The majority of data were collected from social networking and Web-based retailing platforms. The primary purpose of online conversations is to exchange information and provide social support online. These communities tend to form around health conditions with high severity and chronicity rates. Different treatments and services discussed include medications, vaccination, surgery, orthodontic services, individual physicians, and health care services in general. We identified 5 roles with respect to health and well-being among the authors of the types of spontaneously generated narratives considered in this review: a sufferer, an addict, a patient, a carer, and a suicide victim. Out of 86 studies considered, only 4 reported the demographic characteristics. A wide range of methods were used to perform SA. Most common choices included support vector machines, naïve Bayesian learning, decision trees, logistic regression, and adaptive boosting. In contrast with general trends in SA research, only 1 study used deep learning. The performance lags behind the state of the art achieved in other domains when measured by F-score, which was found to be below 60% on average. In the context of SA, the domain of health and well-being was found to be resource poor: few domain-specific corpora and lexica are shared publicly for research purposes.

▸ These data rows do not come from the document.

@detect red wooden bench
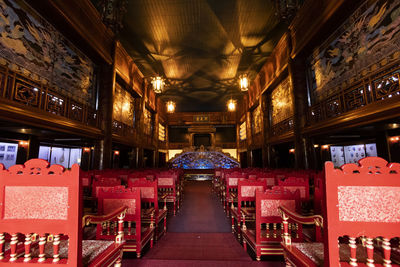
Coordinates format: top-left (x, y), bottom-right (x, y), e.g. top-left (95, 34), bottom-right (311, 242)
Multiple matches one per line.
top-left (224, 172), bottom-right (246, 217)
top-left (281, 157), bottom-right (400, 266)
top-left (157, 176), bottom-right (179, 215)
top-left (96, 188), bottom-right (154, 258)
top-left (242, 187), bottom-right (301, 260)
top-left (0, 159), bottom-right (126, 267)
top-left (230, 180), bottom-right (267, 240)
top-left (128, 180), bottom-right (167, 241)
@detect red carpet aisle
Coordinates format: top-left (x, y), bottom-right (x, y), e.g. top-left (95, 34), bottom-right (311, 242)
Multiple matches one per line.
top-left (123, 181), bottom-right (284, 267)
top-left (168, 181), bottom-right (231, 233)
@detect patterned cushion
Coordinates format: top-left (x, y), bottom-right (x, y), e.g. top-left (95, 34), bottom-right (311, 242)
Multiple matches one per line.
top-left (82, 240), bottom-right (115, 266)
top-left (292, 243), bottom-right (383, 266)
top-left (32, 240), bottom-right (115, 266)
top-left (292, 243), bottom-right (324, 266)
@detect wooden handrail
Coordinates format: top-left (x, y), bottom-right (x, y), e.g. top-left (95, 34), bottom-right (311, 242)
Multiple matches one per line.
top-left (82, 206), bottom-right (128, 227)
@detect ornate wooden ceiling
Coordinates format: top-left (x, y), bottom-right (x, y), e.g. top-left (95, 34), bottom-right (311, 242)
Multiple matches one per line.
top-left (110, 0), bottom-right (287, 112)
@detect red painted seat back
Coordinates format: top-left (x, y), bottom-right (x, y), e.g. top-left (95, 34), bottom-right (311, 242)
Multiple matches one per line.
top-left (157, 176), bottom-right (175, 192)
top-left (96, 188), bottom-right (141, 240)
top-left (128, 180), bottom-right (158, 213)
top-left (257, 172), bottom-right (276, 186)
top-left (256, 188), bottom-right (302, 244)
top-left (0, 159), bottom-right (82, 266)
top-left (92, 178), bottom-right (124, 197)
top-left (314, 172), bottom-right (325, 215)
top-left (324, 157), bottom-right (400, 266)
top-left (238, 180), bottom-right (267, 215)
top-left (278, 177), bottom-right (310, 201)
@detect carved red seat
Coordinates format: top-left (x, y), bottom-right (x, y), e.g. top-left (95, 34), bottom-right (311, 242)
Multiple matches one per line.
top-left (92, 178), bottom-right (123, 198)
top-left (278, 177), bottom-right (310, 201)
top-left (257, 172), bottom-right (276, 187)
top-left (313, 172), bottom-right (324, 214)
top-left (224, 172), bottom-right (246, 216)
top-left (157, 175), bottom-right (179, 215)
top-left (242, 187), bottom-right (301, 260)
top-left (0, 159), bottom-right (126, 266)
top-left (96, 188), bottom-right (154, 258)
top-left (230, 180), bottom-right (267, 240)
top-left (281, 157), bottom-right (400, 266)
top-left (128, 180), bottom-right (167, 240)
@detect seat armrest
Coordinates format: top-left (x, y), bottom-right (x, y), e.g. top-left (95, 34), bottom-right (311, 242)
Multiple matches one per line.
top-left (278, 206), bottom-right (323, 246)
top-left (82, 206), bottom-right (128, 227)
top-left (278, 206), bottom-right (323, 227)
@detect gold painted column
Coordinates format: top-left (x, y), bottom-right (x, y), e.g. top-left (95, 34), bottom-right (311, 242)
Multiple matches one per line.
top-left (96, 48), bottom-right (115, 169)
top-left (260, 94), bottom-right (271, 168)
top-left (288, 54), bottom-right (311, 169)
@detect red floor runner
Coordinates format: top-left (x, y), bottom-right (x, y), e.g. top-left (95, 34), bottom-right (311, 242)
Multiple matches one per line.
top-left (167, 181), bottom-right (231, 233)
top-left (144, 233), bottom-right (252, 262)
top-left (123, 181), bottom-right (284, 267)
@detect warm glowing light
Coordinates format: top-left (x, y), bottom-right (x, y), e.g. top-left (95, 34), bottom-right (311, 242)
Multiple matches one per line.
top-left (239, 74), bottom-right (249, 92)
top-left (390, 136), bottom-right (400, 142)
top-left (227, 99), bottom-right (236, 111)
top-left (151, 76), bottom-right (164, 94)
top-left (167, 101), bottom-right (175, 113)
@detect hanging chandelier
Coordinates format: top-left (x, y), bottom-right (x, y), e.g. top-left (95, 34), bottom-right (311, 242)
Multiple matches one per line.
top-left (151, 76), bottom-right (164, 94)
top-left (167, 101), bottom-right (175, 113)
top-left (239, 74), bottom-right (249, 92)
top-left (227, 98), bottom-right (236, 112)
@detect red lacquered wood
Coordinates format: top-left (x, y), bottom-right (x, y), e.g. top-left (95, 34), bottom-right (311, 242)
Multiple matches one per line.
top-left (324, 157), bottom-right (400, 266)
top-left (96, 188), bottom-right (154, 257)
top-left (0, 159), bottom-right (126, 267)
top-left (242, 188), bottom-right (301, 260)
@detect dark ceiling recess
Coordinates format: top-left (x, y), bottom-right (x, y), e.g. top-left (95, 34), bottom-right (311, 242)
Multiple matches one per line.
top-left (93, 0), bottom-right (294, 112)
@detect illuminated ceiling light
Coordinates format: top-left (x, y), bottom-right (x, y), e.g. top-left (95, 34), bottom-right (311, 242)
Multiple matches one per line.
top-left (227, 99), bottom-right (236, 111)
top-left (151, 76), bottom-right (164, 94)
top-left (167, 101), bottom-right (175, 113)
top-left (239, 74), bottom-right (249, 92)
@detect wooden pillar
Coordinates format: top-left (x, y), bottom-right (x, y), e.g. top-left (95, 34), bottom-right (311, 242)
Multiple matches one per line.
top-left (246, 110), bottom-right (253, 167)
top-left (260, 94), bottom-right (271, 168)
top-left (28, 135), bottom-right (40, 159)
top-left (288, 54), bottom-right (310, 169)
top-left (99, 58), bottom-right (115, 169)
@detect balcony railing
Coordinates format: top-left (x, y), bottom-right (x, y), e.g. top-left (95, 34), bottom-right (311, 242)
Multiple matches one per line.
top-left (0, 64), bottom-right (99, 127)
top-left (308, 65), bottom-right (400, 125)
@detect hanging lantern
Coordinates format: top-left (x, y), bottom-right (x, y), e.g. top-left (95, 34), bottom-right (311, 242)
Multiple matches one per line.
top-left (167, 101), bottom-right (175, 113)
top-left (239, 74), bottom-right (249, 92)
top-left (227, 99), bottom-right (236, 112)
top-left (151, 76), bottom-right (164, 94)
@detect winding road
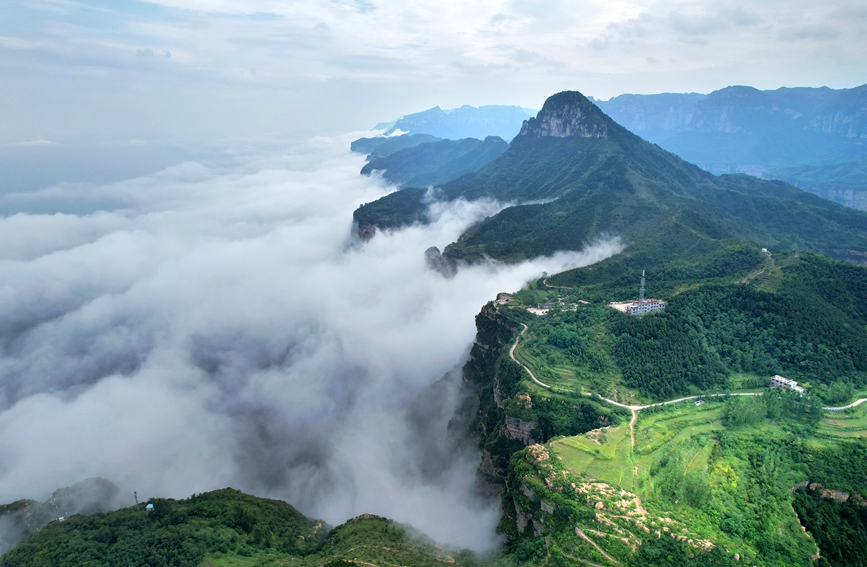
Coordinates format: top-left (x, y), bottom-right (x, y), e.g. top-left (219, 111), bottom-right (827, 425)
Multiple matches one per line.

SA results in the area of health and well-being lag behind those in other domains. It is yet unclear if this is because of the intrinsic differences between the domains and their respective sublanguages, the size of training datasets, the lack of domain-specific sentiment lexica, or the choice of algorithms.
情感分析(SA)是自然语言处理的一个子领域,其目的是自动对自由文本中表达的情感进行分类。它已在包括营销、经济和政治在内的广泛社会背景中得到实际应用。本综述特别关注与健康相关的应用,健康被定义为“一种身体、心理和社会的完全良好状态,而不仅仅是没有疾病或虚弱”。
本研究旨在通过对近期文献进行系统综述,确定与健康和幸福相关的情感分析的现状。为了捕捉那些健康和幸福受到影响的个人的观点,我们特别关注自发产生的内容,而不一定是医疗保健专业人员的内容。
我们的方法基于进行系统综述的指南。2019年1月,我们使用多面接口的PubMed对MEDLINE进行文献检索。我们共识别出86项相关研究,并提取了有关分析的数据集、话语主题、数据创建者、下游应用、使用的算法及其评估的数据。
大多数数据是从社交网络和基于网络的零售平台收集的。在线对话的主要目的是在线交换信息和提供社会支持。这些社区往往围绕严重程度和慢性病发生率高的健康状况形成。讨论的不同治疗方法和服务包括药物治疗、疫苗接种、手术、正畸服务、个体医生以及一般的医疗保健服务。在本综述中考虑的自发产生的叙述类型的作者中,我们确定了与健康和幸福相关的5个角色:患者、成瘾者、病人、护理人员和自杀受害者。在86项研究中,只有4项报告了人口统计学特征。广泛使用了各种方法来进行情感分析。最常见的选择包括支持向量机、朴素贝叶斯学习、决策树、逻辑回归和自适应增强。与情感分析研究的一般趋势相反,只有1项研究使用了深度学习。以F分数衡量,其性能落后于其他领域取得的现有水平,平均低于60%。在情感分析的背景下,发现健康和幸福领域资源匮乏:很少有专门针对该领域的语料库和词典公开共享用于研究目的。
健康和幸福领域的情感分析结果落后于其他领域。目前尚不清楚这是因为领域及其各自子语言之间的内在差异、训练数据集的大小、缺乏特定领域的情感词典,还是算法的选择。